Sharing student learning via videos
5 March 2013
Dr Adrien Desjardins of the Department of Medical Physics and Bioengineering explains why he introduced a video-making element to two of his courses, an idea for which he won a Provost's Teaching Award in 2013.
Students create videos to explain their approaches to numerical problems and then work with peers to improve each others’ first attempts.
Introduction to Biophysics (second-year undergraduates) and Optics in Medicine (third-year undergraduates).
How it works
I applied for an E-Learning Development Grant (ELDG) because I wanted to develop a new framework for students to create learning resources for their peers. Students often find creative solutions to coursework or creative ways of explaining their solutions, but their solutions and explanations don’t typically get shared. My colleagues and I developed a paradigm for students to create videos that demonstrate their understanding of science and engineering topics.
Why video? Students increasingly use video as a tool for learning – for instance, they often tell us that they’ve researched topics on YouTube. In many contexts, watching somebody explain a topic can be more engaging than reading about it, and explaining a topic can be even more engaging than watching an explanation of it. We wanted to provide students with the opportunity to create videos and to critique the videos of their peers. The responses from students have been very positive so far.

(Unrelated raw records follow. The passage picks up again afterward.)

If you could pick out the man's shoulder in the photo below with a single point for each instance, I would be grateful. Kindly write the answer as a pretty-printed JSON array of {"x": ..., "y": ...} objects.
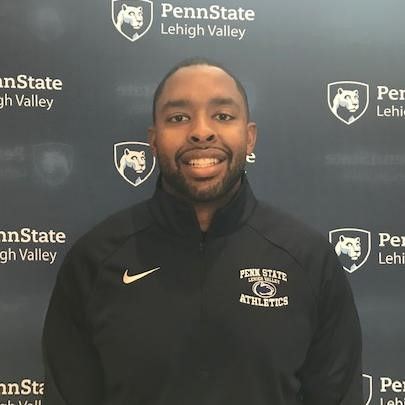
[
  {"x": 113, "y": 231},
  {"x": 289, "y": 233}
]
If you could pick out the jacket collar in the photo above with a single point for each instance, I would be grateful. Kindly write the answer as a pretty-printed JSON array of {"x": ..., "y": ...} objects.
[{"x": 178, "y": 216}]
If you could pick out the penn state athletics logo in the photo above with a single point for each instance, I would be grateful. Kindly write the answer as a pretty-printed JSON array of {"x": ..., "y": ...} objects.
[
  {"x": 367, "y": 388},
  {"x": 132, "y": 18},
  {"x": 53, "y": 162},
  {"x": 134, "y": 161},
  {"x": 264, "y": 283},
  {"x": 352, "y": 245},
  {"x": 348, "y": 101}
]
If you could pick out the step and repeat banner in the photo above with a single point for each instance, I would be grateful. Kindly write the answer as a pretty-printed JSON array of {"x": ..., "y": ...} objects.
[{"x": 326, "y": 85}]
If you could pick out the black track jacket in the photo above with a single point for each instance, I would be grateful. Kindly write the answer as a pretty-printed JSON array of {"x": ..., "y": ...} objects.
[{"x": 147, "y": 310}]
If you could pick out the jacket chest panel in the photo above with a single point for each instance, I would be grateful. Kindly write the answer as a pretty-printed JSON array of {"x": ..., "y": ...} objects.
[{"x": 200, "y": 307}]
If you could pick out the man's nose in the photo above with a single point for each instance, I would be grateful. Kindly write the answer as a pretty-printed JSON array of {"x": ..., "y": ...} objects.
[{"x": 202, "y": 132}]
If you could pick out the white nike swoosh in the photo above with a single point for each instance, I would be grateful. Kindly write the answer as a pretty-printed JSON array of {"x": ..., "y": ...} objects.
[{"x": 127, "y": 279}]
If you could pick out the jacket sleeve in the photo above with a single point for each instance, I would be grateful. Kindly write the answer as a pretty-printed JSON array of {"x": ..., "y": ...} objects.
[
  {"x": 331, "y": 374},
  {"x": 73, "y": 373}
]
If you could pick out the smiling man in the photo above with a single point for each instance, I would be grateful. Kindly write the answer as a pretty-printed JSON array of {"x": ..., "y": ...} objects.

I was particularly grateful for the ELDG as it enabled me to employ an E-Learning Coordinator – Teedah Saratoon – and I also received invaluable support from Jessica Gramp in E-Learning Environments (ELE), who provided many good ideas along the way.
Our project had two phases. In the first iteration, the students were allowed to use whatever software they wanted. They each produced a presentation and then recorded their voices over those presentations to create video files. We encouraged them to use Echo360 (the lecture-recording system used at UCL) and most paired it with PowerPoint or Prezi. In the second iteration, we became more prescriptive, requiring students to use PowerPoint for their slides and speech conversion software to create the audio. This was to maximise the time that they spent generating content, and to minimise the time that they spent recording their voices. We also asked them to improve upon their peers’ videos and create new, improved versions.
The students were comfortable with using technology to create videos and I was impressed with their willingness to share their presentations with others, which they did using Creative Commons licences.
It appears that presenting to peers created a strong motivation for students to learn material thoroughly. Many of them told me that they wouldn’t have gone into so much detail if the social component had not been there. We also found that they seemed to get more out of the process when they worked in groups of two or three than they did when they worked independently.
The quality of the coursework that was produced as part of this process has been very high. I’m impressed with what the students have accomplished and I expect it will be useful for them in their future careers. We’re hoping to develop a toolbox to help other Lecturers who would like to introduce this idea to their courses.